The association between sensitivity, specificity, PPV and NPV

In the real-life clinical situation, it is unlikely that data such as those shown in Tables 1 and 2 are going to be available for every patient's situation. It is much more likely that the sensitivity and specificity of the test will be known as this information is transportable between patient populations. Furthermore, the prevalence (i.e. the probability that the individual being tested had the disease prior to the test being performed) is usually also known or can be estimated. With these three pieces of information, it is possible to obtain the PPV and NPV.

There are many ways of calculating the PPV and NPV from the prevalence, sensitivity and specificity.
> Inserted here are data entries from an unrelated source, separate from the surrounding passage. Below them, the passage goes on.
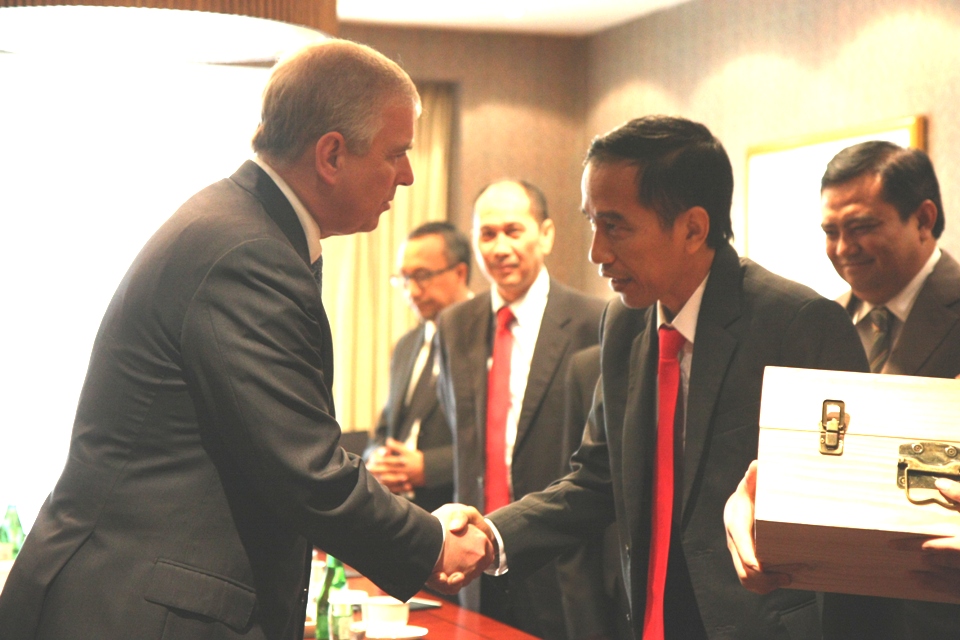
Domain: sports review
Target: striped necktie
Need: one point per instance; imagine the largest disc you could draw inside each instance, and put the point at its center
(880, 320)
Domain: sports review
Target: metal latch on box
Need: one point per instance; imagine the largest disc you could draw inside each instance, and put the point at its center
(919, 466)
(833, 426)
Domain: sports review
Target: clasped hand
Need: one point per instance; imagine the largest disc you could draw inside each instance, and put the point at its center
(940, 555)
(468, 548)
(397, 468)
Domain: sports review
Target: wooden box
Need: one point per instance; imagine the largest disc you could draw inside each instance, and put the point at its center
(833, 499)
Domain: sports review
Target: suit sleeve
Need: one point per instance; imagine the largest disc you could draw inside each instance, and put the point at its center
(438, 466)
(252, 345)
(586, 606)
(572, 510)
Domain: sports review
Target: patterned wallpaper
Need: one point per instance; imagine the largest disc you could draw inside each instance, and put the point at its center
(754, 71)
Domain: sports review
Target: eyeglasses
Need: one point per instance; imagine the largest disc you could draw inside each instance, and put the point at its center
(420, 276)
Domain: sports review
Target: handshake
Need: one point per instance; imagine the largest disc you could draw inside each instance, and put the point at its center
(469, 547)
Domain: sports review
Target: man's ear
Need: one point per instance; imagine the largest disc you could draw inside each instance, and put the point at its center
(926, 215)
(548, 232)
(695, 224)
(329, 152)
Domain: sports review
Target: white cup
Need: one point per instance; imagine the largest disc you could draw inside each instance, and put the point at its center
(383, 614)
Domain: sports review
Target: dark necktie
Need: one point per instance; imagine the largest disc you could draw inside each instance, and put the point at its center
(668, 386)
(880, 319)
(317, 269)
(496, 484)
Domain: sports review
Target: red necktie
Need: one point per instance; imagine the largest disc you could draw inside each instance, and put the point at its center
(668, 384)
(496, 491)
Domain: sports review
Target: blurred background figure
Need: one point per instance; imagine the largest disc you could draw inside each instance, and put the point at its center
(411, 450)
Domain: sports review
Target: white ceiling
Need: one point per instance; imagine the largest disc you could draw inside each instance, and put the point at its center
(558, 17)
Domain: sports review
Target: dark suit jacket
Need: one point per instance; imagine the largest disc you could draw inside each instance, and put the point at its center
(396, 420)
(594, 601)
(929, 345)
(749, 319)
(465, 335)
(204, 463)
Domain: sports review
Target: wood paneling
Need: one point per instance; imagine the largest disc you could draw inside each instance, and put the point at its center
(317, 14)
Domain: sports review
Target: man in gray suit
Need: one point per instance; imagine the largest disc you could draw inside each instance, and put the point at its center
(657, 191)
(411, 449)
(549, 323)
(204, 462)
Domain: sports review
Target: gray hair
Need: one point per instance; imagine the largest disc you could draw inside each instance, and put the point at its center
(334, 85)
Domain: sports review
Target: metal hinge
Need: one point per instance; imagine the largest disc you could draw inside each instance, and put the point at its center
(833, 426)
(919, 466)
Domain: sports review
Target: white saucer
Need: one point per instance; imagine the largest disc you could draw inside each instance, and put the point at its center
(397, 633)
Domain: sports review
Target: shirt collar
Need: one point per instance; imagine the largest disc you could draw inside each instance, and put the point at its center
(310, 227)
(901, 304)
(685, 321)
(529, 306)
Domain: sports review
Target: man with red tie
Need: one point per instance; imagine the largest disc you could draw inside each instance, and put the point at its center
(675, 417)
(504, 356)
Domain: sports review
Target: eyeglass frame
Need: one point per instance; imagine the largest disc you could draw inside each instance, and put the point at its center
(420, 276)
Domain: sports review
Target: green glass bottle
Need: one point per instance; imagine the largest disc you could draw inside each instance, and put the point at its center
(11, 533)
(335, 579)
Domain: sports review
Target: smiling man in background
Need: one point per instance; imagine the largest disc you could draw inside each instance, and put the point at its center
(882, 215)
(504, 357)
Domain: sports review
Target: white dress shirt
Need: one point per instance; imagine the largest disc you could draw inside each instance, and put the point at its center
(686, 323)
(899, 305)
(528, 311)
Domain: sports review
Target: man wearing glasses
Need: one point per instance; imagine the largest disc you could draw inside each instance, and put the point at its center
(411, 450)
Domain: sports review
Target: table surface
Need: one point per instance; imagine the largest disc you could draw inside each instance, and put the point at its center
(448, 621)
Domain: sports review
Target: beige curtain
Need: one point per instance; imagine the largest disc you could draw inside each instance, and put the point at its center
(367, 315)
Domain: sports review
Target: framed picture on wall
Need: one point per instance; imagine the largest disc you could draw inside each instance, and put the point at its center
(783, 198)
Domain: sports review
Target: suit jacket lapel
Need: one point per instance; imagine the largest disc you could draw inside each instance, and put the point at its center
(713, 349)
(551, 344)
(399, 428)
(638, 420)
(930, 320)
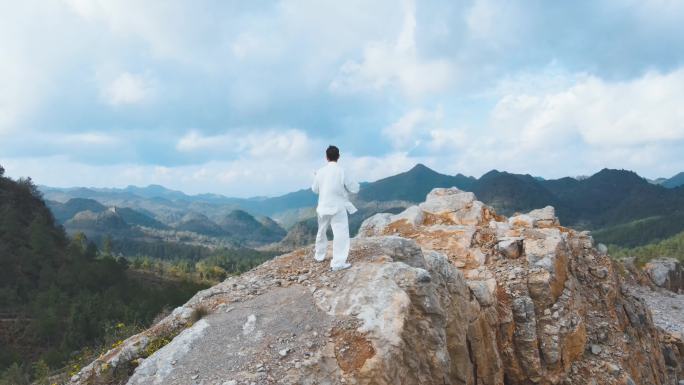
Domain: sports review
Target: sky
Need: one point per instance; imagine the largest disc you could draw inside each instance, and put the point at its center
(241, 98)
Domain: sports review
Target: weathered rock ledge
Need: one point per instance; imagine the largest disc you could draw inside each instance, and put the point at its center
(447, 292)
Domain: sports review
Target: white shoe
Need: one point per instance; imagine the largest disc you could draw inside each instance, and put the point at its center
(340, 267)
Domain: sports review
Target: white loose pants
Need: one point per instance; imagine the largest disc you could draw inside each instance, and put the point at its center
(340, 226)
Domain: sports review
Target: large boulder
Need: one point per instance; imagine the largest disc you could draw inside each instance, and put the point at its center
(667, 273)
(446, 292)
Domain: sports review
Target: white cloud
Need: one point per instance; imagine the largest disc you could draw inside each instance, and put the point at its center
(128, 88)
(605, 114)
(409, 130)
(87, 139)
(494, 23)
(395, 64)
(287, 144)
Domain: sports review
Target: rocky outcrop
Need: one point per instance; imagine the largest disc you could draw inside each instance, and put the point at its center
(446, 292)
(667, 273)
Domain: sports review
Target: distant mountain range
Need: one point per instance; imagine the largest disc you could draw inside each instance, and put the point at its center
(618, 205)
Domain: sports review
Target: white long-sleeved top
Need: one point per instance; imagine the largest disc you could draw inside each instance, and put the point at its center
(333, 187)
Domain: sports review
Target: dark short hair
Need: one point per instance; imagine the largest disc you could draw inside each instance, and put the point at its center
(332, 153)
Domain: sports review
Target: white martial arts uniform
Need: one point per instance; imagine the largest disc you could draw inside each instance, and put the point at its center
(332, 186)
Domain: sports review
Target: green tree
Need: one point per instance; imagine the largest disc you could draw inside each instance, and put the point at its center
(15, 375)
(41, 372)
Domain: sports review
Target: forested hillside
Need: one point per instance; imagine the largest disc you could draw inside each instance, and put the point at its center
(58, 295)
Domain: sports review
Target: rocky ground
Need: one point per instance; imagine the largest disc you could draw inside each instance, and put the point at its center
(447, 292)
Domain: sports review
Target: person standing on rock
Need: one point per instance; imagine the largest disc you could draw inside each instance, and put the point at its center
(333, 187)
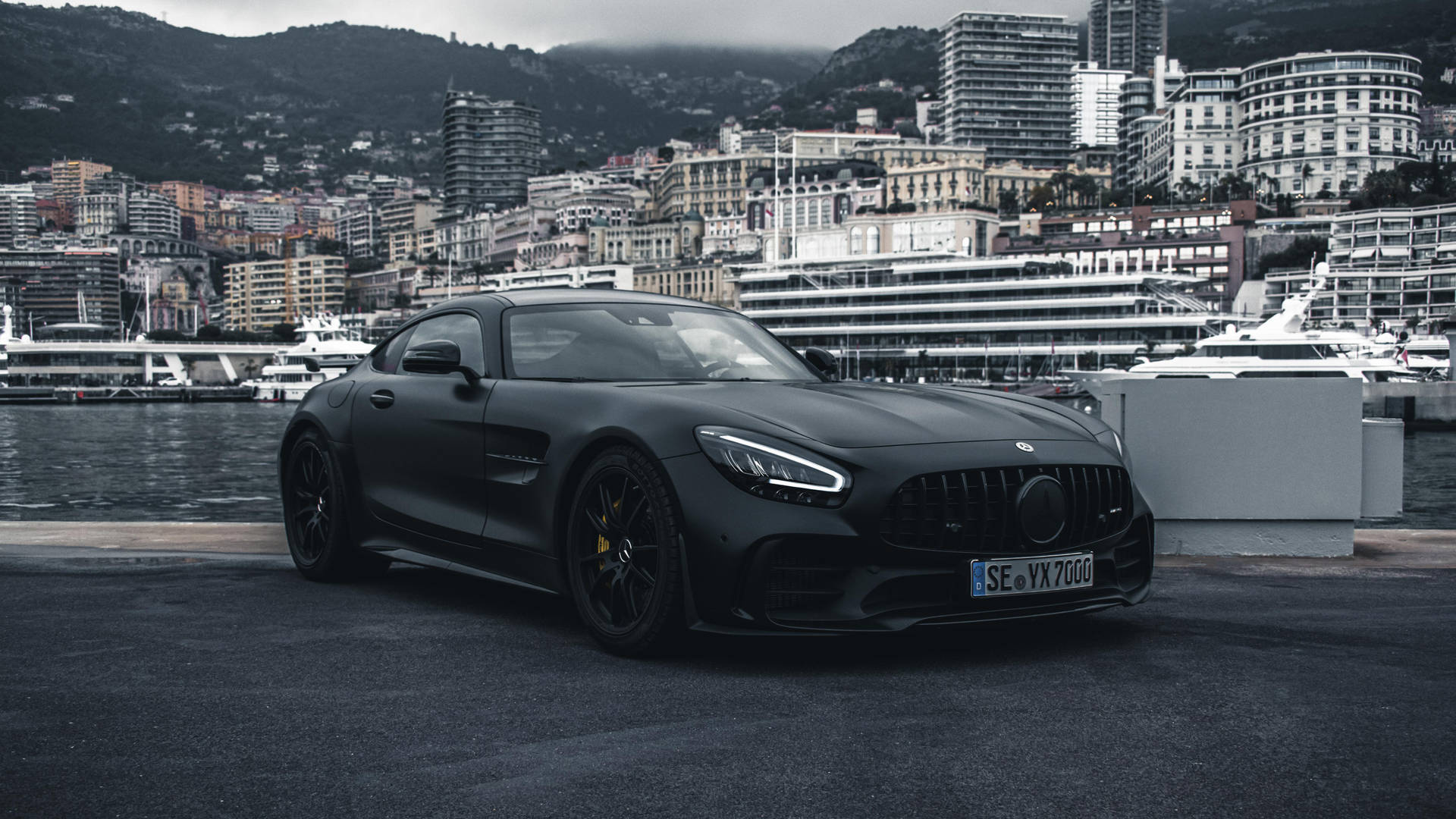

Exact (and relatively simple) formulae can be used, and these are given by Bland and Altman in their article on PPV and NPV ² Furthermore, a nomogram that converts the prevalence (called here the pretest probability) into the PPV and NPV using the likelihood ratio (a combination of the sensitivity and specificity) is also widely available. ³

Conclusions

In the previous two Research design and statistics notes, we have considered important concepts when assessing the accuracy of a new diagnostic test. Up until now, we have considered the situation in which the test provides a binary test result (i.e. positive or negative). In the next Research design and statistics notes we shall consider the situation in which a diagnostic test provides an ordinal or numerical result (e.g. a laboratory marker). Here, we must choose a cut-off above (or below) which we will define an individual to have the disease or condition of interest. We shall consider how best to choose the cut-off, including the use of receiver operating curves.